Anyway, Shamrock walks past security and tells some really roided up dude (whom Jarrett would dub Joe Steroid and that's what I'll call him since I don't recall his real name) to watch the door. This is followed by the TNA debut of the Amazing Red, who had a great little match with Low Ki and while Ki got the win, this was a great showcase for Red, who'd go on to be a prominent name in the X-Division.

The future AMW beat up a pair of doofuses called the Hot Shots, who turned out to be the guys who took them out of the tag title tourney last week... that's embarrassing, but fortunately, Storm and Harris would recover from this blunder.

Jerry's Kid gets rolled up by that Apollo dude... and then he chokes out Don West for good measure. Does that mean I'm stuck with fucking Ed Ferrara in color? By the way, I like how they're trying to portray Brian Christopher as this new heel with a new attitude, but he's still doing the Grandmaster Sexay dance and gear and shit. You'd think that if you wanted a new persona, you'd have new gear and mannerisms to match. It'd be like Disco Inferno suddenly deciding he'd much rather wrestle under his real name and ditch the gimmick, but he'd still do all the Disco Inferno stuff he claims to be done with... oh wait.

Case in point, the former K-Krush, who declares that his name is THE TRUTH and he will no longer be held down by them... well, it might be "angry black dude", but if there's anyone who can do convincing "angry black dude" well, it's the future R-Truth. Truth keeps brining up "Them" or "they" and my mind keeps flashing back to 10-10-10, where they were revealed... so maybe Truth knew who "They" were long before anyone else and by the time "they" were revealed, he was long gone.
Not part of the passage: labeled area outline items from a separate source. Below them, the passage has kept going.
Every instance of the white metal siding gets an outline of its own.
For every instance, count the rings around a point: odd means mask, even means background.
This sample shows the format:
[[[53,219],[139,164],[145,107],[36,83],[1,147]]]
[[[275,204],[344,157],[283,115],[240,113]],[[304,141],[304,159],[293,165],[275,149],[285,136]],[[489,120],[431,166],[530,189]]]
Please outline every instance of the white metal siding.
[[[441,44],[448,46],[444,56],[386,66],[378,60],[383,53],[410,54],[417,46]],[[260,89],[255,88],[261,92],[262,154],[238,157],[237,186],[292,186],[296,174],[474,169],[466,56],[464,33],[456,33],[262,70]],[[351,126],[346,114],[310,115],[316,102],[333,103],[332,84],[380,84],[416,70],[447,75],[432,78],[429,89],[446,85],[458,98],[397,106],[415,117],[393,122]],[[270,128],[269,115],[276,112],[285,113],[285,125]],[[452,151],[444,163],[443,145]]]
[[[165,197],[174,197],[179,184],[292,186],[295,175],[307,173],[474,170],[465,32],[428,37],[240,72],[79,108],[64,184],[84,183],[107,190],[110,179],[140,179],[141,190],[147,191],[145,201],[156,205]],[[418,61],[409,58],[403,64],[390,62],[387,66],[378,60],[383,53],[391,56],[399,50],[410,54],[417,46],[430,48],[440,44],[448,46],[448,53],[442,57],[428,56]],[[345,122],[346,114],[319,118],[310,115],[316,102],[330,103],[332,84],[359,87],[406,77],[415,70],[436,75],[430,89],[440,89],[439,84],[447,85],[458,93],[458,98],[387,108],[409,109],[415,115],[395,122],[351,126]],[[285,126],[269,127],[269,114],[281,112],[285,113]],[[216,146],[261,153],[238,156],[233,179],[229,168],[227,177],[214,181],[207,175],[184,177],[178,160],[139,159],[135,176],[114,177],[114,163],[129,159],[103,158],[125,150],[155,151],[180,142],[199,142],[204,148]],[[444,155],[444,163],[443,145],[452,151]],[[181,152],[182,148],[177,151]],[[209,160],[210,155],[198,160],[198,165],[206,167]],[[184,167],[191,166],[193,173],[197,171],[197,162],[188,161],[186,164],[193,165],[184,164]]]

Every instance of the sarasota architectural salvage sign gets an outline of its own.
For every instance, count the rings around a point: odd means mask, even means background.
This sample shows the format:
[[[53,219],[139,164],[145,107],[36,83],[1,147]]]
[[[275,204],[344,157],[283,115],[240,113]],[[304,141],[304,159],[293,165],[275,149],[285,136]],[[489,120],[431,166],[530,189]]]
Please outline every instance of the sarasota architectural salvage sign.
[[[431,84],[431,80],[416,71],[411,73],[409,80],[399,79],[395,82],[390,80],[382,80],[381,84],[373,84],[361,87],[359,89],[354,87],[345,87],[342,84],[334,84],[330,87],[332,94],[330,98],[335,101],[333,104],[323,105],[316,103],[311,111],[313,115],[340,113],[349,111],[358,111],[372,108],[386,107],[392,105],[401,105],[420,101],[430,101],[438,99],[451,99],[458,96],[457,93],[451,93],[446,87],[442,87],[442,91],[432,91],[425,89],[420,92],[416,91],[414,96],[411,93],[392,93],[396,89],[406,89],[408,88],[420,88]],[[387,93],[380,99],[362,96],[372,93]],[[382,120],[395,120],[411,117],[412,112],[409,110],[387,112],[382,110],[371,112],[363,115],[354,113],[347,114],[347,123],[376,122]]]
AJ Styles and Jerry Lynn - your reigning NWA tag champs - have a sit down discussion with Mike Tenay and the feuding partners put aside their differences to work together. They then proceed to have a match with the Flying Elvises, which sees Styles accidently hitting Lynn with a flip... but Lynn recovers to pin one of the Elvises to retain the titles and AJ is all pissed because he wanted to get the pin. Hey, this was a fun match and everyone had a good showing... although chin up, AJ. Jerry may have gotten the win, but you still have two belts... which is one more than Jerry.

So the Disco Inferno shows up and hypes up his Jive Talkin' segment for next week... yippee.

One of the Dupps that isn't a future NWA World Champion is taking on some big muscle man whose name I don't recall, but the match sucks and doesn't last long before the other Dupp that IS a future NWA World Champion comes in to hit this muscle man with some object to no avail. God bless you, Trevor Murdock. Your time will come... eventually... sooner or later...

Our main event is a ladder match for the NWA World title between reigning champion Ken Shamrock and challenger SABU... it's not a bad match considering the clash in styles, but then the lights go out, DA WALL, BRUTHA chokeslams Shamrock off the ladder, and grabs the belt for himself, rendering this match a no-contest. Tenay then suspects that he and Jarrett are in KAHOOTS.

Well, I'll give them this much. The show is showing "some" improvement, even if it's still largely wallowing and complete and utter stupidity in its booking. There's a reason why the X-Division matches are often the signature style of TNA during its prime years and it's largely because it's generally the ONLY thing that makes the show worth watching. Everything else is just... how did this company stay in business?